Encoders must be imported using the import statement in order for you to use Encoders:
import org.apache.spark.sql.Encoders
Let's look at a simple example of defining a tuple as a data type to be used in the dataset APIs:
scala> Encoders.product[(Integer, String)].schema.printTreeString
root
|-- _1: integer (nullable = true)
|-- _2: string (nullable = true)
The preceding code looks complicated to use all the time, so we can also define a case class for our need and then use it. We can define a case class Record with two fields-an Integer and a String:
scala> case class Record(i: Integer, s: String)
defined class Record
Using Encoders , we can easily create a schema on top of the case class, thus allowing us to use the various APIs with ease:
scala> Encoders.product[Record].schema.printTreeString
root
|-- i: integer (nullable = true)
|-- s: string (nullable = true)
All the data types of Spark SQL are located in the package org.apache.spark.sql.types. You can access them by doing:
import org.apache.spark.sql.types._
You should use the DataTypes object in your code to create complex Spark SQL types such as arrays or maps, as follows:
scala> import org.apache.spark.sql.types.DataTypes
import org.apache.spark.sql.types.DataTypes
scala> val arrayType = DataTypes.createArrayType(IntegerType)
arrayType: org.apache.spark.sql.types.ArrayType = ArrayType(IntegerType,true)

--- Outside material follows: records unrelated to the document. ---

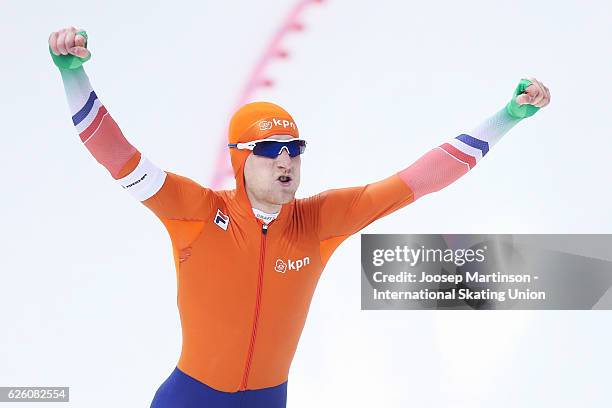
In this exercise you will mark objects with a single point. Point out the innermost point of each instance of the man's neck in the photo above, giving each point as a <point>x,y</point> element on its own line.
<point>262,206</point>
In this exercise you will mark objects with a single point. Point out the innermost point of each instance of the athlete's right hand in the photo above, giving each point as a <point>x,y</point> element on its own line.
<point>66,41</point>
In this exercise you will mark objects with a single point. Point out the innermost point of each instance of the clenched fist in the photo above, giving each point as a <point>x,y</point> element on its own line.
<point>529,96</point>
<point>68,48</point>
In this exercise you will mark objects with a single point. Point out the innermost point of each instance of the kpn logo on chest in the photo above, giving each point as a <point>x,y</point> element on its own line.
<point>283,266</point>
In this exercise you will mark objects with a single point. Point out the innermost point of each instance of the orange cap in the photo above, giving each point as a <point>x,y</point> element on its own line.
<point>254,121</point>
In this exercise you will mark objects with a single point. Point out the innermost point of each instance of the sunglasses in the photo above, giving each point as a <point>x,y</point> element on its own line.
<point>272,148</point>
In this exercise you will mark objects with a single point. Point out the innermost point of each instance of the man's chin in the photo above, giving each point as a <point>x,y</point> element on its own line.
<point>285,197</point>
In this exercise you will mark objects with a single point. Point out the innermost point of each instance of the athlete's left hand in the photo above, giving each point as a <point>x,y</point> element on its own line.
<point>535,94</point>
<point>529,96</point>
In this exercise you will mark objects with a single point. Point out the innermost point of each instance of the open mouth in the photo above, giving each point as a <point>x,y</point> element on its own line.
<point>284,180</point>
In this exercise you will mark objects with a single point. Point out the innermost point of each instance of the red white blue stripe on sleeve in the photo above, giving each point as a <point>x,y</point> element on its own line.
<point>466,149</point>
<point>97,129</point>
<point>446,163</point>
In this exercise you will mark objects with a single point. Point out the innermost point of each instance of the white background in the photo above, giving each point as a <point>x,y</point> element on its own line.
<point>87,285</point>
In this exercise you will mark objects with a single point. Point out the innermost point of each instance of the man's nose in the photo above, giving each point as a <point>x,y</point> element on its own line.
<point>283,159</point>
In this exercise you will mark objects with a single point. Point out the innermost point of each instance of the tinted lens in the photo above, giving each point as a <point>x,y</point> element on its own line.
<point>273,148</point>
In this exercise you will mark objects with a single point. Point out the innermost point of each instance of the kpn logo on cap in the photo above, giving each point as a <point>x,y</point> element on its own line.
<point>268,124</point>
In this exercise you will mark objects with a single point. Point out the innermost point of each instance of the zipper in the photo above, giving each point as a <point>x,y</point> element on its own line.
<point>262,253</point>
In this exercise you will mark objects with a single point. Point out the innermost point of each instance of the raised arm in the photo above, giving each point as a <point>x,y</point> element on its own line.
<point>168,195</point>
<point>345,211</point>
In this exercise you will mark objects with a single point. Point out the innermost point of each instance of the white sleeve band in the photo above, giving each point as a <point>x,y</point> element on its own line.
<point>144,181</point>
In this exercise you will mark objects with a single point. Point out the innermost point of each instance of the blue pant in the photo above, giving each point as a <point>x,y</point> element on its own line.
<point>182,391</point>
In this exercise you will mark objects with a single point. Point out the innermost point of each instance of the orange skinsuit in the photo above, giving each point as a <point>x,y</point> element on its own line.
<point>241,312</point>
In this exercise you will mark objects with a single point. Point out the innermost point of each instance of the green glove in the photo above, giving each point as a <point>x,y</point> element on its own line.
<point>70,61</point>
<point>521,111</point>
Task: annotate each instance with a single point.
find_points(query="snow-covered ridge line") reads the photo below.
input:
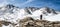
(14, 14)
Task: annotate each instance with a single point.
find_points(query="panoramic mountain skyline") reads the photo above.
(55, 4)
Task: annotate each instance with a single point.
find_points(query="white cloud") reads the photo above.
(28, 1)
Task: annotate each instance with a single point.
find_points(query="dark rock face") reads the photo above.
(38, 23)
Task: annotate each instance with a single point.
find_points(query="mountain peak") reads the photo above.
(10, 6)
(49, 10)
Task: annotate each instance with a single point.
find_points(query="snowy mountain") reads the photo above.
(13, 14)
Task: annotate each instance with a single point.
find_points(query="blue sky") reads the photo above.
(55, 4)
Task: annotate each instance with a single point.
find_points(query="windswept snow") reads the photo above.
(13, 14)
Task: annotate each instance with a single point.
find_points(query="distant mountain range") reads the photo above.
(13, 14)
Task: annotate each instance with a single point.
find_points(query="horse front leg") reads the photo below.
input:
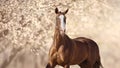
(49, 65)
(66, 66)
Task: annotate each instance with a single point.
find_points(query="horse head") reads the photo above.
(61, 21)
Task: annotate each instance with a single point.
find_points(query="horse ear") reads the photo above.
(66, 11)
(56, 10)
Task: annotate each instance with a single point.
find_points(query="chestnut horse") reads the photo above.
(66, 51)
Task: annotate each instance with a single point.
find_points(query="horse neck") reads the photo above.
(60, 40)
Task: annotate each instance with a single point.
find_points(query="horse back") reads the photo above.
(93, 50)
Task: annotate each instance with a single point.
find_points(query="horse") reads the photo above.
(66, 51)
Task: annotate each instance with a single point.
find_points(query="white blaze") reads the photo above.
(62, 22)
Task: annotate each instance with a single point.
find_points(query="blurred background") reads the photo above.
(27, 29)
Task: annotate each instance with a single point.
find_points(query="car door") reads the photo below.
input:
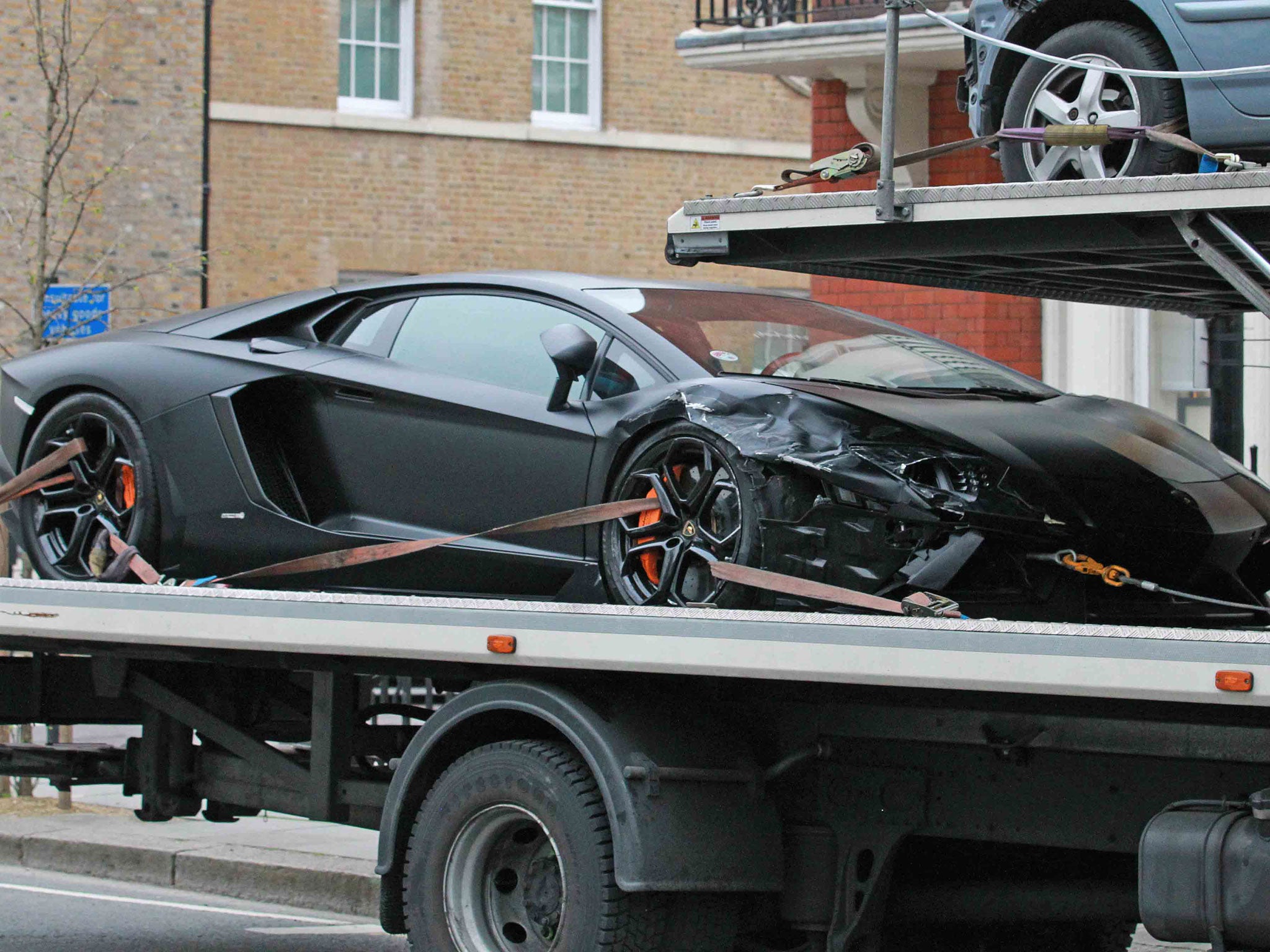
(448, 433)
(1226, 33)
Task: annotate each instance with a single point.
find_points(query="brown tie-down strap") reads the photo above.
(33, 477)
(140, 566)
(917, 604)
(378, 552)
(36, 488)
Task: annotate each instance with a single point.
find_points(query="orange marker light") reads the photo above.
(1235, 681)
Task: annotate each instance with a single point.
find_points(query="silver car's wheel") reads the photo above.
(504, 888)
(1047, 94)
(1072, 97)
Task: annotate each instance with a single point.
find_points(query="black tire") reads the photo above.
(59, 524)
(553, 806)
(1156, 102)
(634, 557)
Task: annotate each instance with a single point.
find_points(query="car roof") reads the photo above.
(572, 281)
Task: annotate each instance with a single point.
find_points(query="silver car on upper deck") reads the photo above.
(1006, 89)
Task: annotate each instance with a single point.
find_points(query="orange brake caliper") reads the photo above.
(126, 489)
(652, 562)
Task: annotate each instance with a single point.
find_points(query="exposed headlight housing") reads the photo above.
(961, 477)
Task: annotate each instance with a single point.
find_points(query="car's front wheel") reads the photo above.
(1048, 94)
(113, 487)
(710, 512)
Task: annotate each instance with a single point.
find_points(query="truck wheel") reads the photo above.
(710, 512)
(115, 480)
(512, 852)
(1047, 94)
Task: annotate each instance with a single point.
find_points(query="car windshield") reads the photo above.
(788, 337)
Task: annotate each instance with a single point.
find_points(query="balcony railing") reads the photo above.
(770, 13)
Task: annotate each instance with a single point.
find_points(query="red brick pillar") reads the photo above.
(1002, 328)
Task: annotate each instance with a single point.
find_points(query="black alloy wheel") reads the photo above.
(112, 488)
(1046, 94)
(709, 514)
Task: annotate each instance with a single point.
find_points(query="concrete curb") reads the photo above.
(265, 875)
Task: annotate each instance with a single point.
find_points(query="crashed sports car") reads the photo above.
(776, 433)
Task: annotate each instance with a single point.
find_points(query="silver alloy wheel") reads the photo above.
(1072, 97)
(504, 886)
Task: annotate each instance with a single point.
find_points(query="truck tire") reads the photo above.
(1049, 94)
(670, 563)
(512, 852)
(115, 479)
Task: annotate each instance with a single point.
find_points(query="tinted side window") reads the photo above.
(484, 338)
(366, 333)
(621, 372)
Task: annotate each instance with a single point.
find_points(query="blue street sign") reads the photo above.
(87, 314)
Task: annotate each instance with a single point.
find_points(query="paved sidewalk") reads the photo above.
(272, 858)
(275, 858)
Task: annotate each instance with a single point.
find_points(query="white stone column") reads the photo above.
(912, 122)
(1096, 350)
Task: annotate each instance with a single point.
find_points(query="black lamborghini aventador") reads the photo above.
(775, 432)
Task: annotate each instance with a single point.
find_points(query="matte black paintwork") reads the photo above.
(374, 448)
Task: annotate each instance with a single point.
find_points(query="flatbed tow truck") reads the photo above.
(701, 780)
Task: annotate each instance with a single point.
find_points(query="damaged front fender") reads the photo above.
(888, 506)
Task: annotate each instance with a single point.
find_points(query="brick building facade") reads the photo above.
(145, 123)
(1006, 329)
(468, 174)
(311, 182)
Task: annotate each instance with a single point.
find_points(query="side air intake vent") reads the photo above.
(275, 421)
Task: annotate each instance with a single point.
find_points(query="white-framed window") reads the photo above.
(567, 64)
(376, 56)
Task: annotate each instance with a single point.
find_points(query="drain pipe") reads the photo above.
(207, 154)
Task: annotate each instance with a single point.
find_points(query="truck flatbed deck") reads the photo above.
(1113, 242)
(1088, 660)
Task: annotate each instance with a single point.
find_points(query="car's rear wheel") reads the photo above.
(1048, 94)
(113, 487)
(710, 512)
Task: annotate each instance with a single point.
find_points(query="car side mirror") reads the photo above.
(572, 351)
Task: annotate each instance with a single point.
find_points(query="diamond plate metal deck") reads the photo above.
(1110, 242)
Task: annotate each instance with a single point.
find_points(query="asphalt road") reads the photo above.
(45, 912)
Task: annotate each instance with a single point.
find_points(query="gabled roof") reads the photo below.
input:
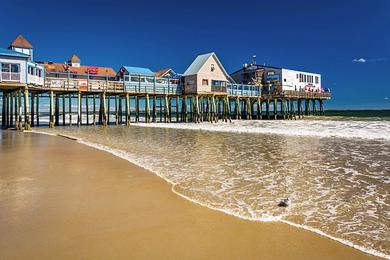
(74, 58)
(11, 53)
(138, 70)
(199, 62)
(163, 72)
(63, 68)
(20, 41)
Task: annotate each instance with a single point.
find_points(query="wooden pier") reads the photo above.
(109, 103)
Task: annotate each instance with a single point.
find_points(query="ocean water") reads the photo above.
(336, 171)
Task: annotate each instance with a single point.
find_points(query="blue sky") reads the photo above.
(348, 42)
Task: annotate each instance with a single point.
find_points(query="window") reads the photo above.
(134, 79)
(9, 67)
(215, 83)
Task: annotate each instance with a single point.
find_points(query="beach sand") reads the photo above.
(61, 199)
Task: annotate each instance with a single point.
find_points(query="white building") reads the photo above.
(280, 78)
(17, 66)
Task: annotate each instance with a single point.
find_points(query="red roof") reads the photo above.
(74, 58)
(20, 41)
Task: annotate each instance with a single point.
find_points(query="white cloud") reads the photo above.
(360, 60)
(364, 60)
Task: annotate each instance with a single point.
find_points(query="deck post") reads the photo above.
(56, 110)
(154, 109)
(259, 109)
(213, 118)
(127, 109)
(79, 109)
(267, 109)
(3, 110)
(238, 108)
(63, 109)
(136, 104)
(19, 123)
(26, 111)
(70, 109)
(108, 109)
(87, 107)
(177, 109)
(184, 109)
(167, 109)
(104, 112)
(191, 106)
(100, 120)
(147, 109)
(197, 112)
(228, 109)
(120, 110)
(15, 115)
(51, 112)
(322, 107)
(249, 109)
(275, 109)
(299, 107)
(293, 109)
(306, 107)
(314, 107)
(116, 110)
(6, 110)
(11, 109)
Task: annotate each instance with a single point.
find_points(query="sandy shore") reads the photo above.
(61, 199)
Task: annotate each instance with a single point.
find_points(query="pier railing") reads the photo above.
(243, 90)
(112, 86)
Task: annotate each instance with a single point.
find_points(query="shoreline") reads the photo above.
(124, 156)
(352, 253)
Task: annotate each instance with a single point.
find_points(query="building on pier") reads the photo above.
(137, 79)
(73, 75)
(166, 73)
(17, 66)
(277, 80)
(206, 75)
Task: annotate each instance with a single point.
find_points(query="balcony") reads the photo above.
(10, 76)
(243, 90)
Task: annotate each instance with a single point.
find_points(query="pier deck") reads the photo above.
(100, 101)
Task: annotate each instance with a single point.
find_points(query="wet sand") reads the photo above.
(61, 199)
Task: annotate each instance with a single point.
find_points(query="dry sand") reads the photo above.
(61, 199)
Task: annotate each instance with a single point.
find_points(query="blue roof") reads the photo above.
(138, 70)
(8, 52)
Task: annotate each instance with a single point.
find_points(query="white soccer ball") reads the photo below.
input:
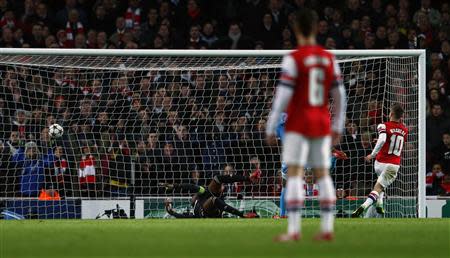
(55, 131)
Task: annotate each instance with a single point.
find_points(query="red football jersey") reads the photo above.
(396, 134)
(311, 71)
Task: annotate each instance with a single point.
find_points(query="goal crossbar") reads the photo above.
(420, 54)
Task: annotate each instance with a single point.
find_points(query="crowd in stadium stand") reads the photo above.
(185, 131)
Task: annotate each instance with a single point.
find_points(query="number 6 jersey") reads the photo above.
(396, 134)
(311, 71)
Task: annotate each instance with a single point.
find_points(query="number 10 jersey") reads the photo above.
(396, 134)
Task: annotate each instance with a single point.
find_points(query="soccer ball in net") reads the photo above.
(55, 131)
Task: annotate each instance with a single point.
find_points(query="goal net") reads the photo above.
(134, 120)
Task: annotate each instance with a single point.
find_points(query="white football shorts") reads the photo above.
(386, 172)
(306, 152)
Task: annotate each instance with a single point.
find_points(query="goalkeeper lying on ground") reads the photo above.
(208, 201)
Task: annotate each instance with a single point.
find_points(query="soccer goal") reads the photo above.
(134, 119)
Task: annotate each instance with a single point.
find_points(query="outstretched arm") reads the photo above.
(339, 105)
(284, 93)
(188, 187)
(172, 212)
(380, 142)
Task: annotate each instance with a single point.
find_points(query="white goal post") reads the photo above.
(374, 80)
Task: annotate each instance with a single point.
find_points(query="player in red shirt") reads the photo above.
(388, 150)
(309, 76)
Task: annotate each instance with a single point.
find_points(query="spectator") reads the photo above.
(445, 185)
(149, 29)
(32, 164)
(73, 28)
(322, 32)
(133, 14)
(437, 124)
(117, 38)
(102, 40)
(433, 15)
(87, 172)
(235, 39)
(208, 34)
(63, 15)
(443, 152)
(61, 175)
(269, 33)
(8, 40)
(434, 180)
(195, 41)
(7, 172)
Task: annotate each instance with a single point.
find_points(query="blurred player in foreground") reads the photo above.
(336, 155)
(208, 201)
(309, 76)
(387, 153)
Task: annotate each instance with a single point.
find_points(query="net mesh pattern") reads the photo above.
(134, 122)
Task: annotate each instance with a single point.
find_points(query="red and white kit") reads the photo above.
(388, 151)
(309, 75)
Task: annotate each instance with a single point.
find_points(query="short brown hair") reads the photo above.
(397, 110)
(306, 21)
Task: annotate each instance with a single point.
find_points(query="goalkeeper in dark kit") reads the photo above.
(208, 201)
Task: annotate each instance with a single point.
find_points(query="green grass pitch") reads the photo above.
(221, 238)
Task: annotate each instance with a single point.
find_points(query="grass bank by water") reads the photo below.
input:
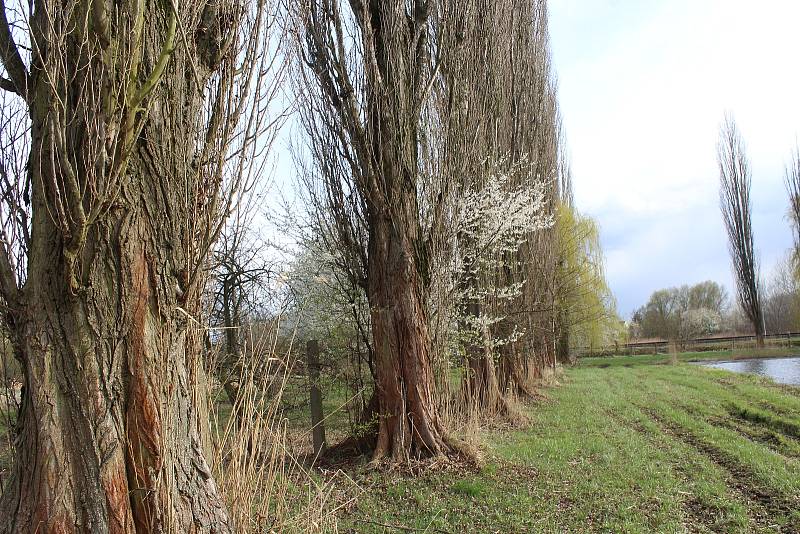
(627, 444)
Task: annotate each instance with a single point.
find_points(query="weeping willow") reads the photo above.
(585, 307)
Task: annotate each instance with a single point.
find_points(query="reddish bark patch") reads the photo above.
(142, 417)
(115, 484)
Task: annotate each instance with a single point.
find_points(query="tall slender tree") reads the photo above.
(141, 120)
(734, 199)
(793, 188)
(368, 69)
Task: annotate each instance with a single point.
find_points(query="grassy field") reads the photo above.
(627, 444)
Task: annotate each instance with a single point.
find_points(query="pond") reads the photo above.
(781, 370)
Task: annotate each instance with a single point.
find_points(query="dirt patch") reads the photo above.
(775, 424)
(763, 436)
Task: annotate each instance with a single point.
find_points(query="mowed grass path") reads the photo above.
(623, 445)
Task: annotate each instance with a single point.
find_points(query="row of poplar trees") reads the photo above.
(131, 129)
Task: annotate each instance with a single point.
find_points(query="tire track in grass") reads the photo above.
(764, 503)
(699, 513)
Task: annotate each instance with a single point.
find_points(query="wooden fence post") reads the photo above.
(317, 416)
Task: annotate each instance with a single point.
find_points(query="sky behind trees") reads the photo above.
(643, 87)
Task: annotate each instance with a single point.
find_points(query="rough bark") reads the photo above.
(408, 423)
(108, 438)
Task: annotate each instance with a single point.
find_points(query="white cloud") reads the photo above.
(643, 88)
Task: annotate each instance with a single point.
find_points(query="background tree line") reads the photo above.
(435, 247)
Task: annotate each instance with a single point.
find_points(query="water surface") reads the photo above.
(781, 370)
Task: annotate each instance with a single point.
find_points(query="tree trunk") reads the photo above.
(408, 424)
(107, 436)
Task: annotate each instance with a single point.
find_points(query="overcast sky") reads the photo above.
(643, 87)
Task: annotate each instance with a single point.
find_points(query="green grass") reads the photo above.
(631, 446)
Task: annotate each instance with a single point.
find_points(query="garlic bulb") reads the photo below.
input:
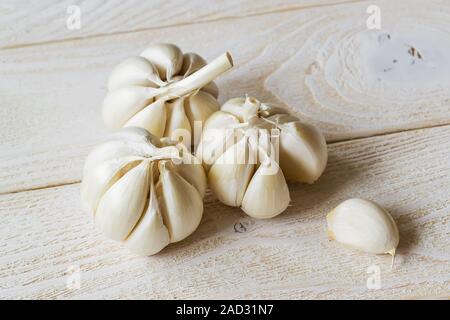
(164, 91)
(144, 191)
(243, 147)
(363, 225)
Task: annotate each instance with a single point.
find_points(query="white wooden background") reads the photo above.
(393, 148)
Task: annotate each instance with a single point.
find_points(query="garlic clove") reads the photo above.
(267, 194)
(121, 104)
(181, 203)
(152, 118)
(150, 234)
(303, 151)
(97, 182)
(192, 62)
(230, 174)
(198, 108)
(363, 225)
(177, 121)
(122, 205)
(134, 71)
(166, 57)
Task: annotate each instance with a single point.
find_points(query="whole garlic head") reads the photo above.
(163, 90)
(240, 133)
(144, 191)
(363, 225)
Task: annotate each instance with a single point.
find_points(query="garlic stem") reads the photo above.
(198, 79)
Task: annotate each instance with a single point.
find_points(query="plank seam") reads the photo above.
(101, 35)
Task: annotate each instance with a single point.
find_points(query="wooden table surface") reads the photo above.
(388, 135)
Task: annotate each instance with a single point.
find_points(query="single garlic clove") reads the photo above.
(150, 234)
(102, 177)
(363, 225)
(198, 108)
(231, 173)
(166, 57)
(215, 138)
(181, 203)
(152, 118)
(121, 104)
(303, 151)
(134, 71)
(122, 205)
(267, 194)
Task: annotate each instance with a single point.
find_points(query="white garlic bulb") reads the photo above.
(242, 161)
(144, 191)
(363, 225)
(163, 90)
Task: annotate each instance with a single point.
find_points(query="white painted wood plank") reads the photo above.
(51, 94)
(43, 233)
(24, 22)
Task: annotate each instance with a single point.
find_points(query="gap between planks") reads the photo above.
(56, 185)
(102, 35)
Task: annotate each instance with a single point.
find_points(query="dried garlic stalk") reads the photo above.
(243, 159)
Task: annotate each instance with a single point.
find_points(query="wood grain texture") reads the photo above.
(51, 94)
(26, 22)
(43, 233)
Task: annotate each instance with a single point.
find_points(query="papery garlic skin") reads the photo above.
(163, 90)
(229, 134)
(363, 225)
(142, 191)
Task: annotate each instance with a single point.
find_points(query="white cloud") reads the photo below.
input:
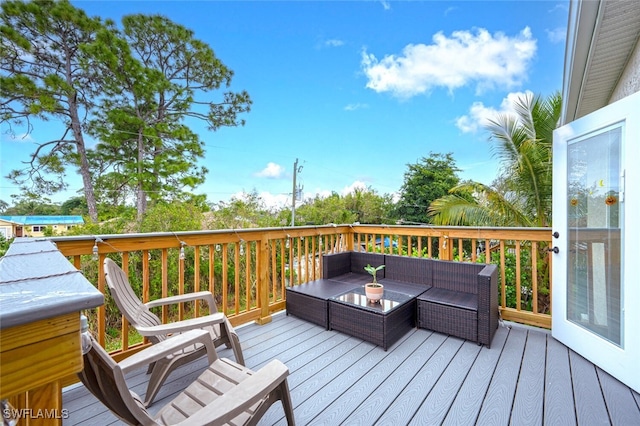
(272, 171)
(334, 43)
(479, 114)
(22, 138)
(480, 58)
(557, 35)
(275, 201)
(350, 189)
(353, 107)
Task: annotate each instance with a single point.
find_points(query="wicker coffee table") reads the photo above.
(382, 323)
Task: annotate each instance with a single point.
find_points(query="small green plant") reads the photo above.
(373, 271)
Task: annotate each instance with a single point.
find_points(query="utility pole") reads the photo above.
(296, 170)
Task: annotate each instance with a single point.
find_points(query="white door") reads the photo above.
(596, 209)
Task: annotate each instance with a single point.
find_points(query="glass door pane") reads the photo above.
(594, 218)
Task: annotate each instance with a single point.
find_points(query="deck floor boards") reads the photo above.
(527, 377)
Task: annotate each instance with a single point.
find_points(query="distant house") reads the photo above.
(35, 226)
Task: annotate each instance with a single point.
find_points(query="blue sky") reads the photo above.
(355, 90)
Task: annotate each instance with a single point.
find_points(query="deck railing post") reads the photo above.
(263, 281)
(446, 251)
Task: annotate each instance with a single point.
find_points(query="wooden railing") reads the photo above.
(247, 270)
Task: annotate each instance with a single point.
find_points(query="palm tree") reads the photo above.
(521, 195)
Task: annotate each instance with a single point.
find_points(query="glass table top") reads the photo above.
(356, 297)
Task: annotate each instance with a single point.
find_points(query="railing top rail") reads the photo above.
(285, 230)
(292, 231)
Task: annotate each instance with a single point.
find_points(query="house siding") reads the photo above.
(630, 80)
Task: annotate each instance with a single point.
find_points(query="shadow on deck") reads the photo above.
(527, 377)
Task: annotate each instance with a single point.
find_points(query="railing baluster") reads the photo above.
(518, 282)
(180, 286)
(196, 279)
(225, 278)
(236, 277)
(503, 280)
(125, 323)
(102, 311)
(534, 276)
(165, 283)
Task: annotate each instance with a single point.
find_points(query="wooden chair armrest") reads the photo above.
(166, 347)
(241, 397)
(172, 300)
(182, 326)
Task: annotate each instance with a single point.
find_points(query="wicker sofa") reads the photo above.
(460, 299)
(462, 302)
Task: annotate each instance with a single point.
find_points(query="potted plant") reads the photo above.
(374, 289)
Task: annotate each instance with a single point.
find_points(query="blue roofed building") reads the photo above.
(35, 226)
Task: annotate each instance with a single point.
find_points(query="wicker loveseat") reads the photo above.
(464, 302)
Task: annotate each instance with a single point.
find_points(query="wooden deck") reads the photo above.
(527, 377)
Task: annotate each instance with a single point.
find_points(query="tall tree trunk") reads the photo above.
(85, 171)
(141, 194)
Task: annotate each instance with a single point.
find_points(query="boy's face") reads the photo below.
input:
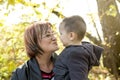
(64, 36)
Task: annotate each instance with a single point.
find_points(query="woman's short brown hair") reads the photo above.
(33, 35)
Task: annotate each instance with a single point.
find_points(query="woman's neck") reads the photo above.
(45, 62)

The following are the data types supported in Spark SQL APIs:
Data type | Value type in Scala | API to access or create a data type |
ByteType | Byte | ByteType |
ShortType | Short | ShortType |
IntegerType | Int | IntegerType |
LongType | Long | LongType |
FloatType | Float | FloatType |
DoubleType | Double | DoubleType |
DecimalType | java.math.BigDecimal | DecimalType |
StringType | String | StringType |
BinaryType | Array[Byte] | BinaryType |
BooleanType | Boolean | BooleanType |
TimestampType | java.sql.Timestamp | TimestampType |
DateType | java.sql.Date | DateType |
ArrayType | scala.collection.Seq | ArrayType(elementType, [containsNull]) |
MapType | scala.collection.Map | MapType(keyType, valueType, [valueContainsNull]) Note: The default value of valueContainsNull is true. |
StructType | org.apache.spark.sql.Row |
StructType(fields) Note: fields is a Seq of StructFields. Also, two fields with the same name are not allowed. |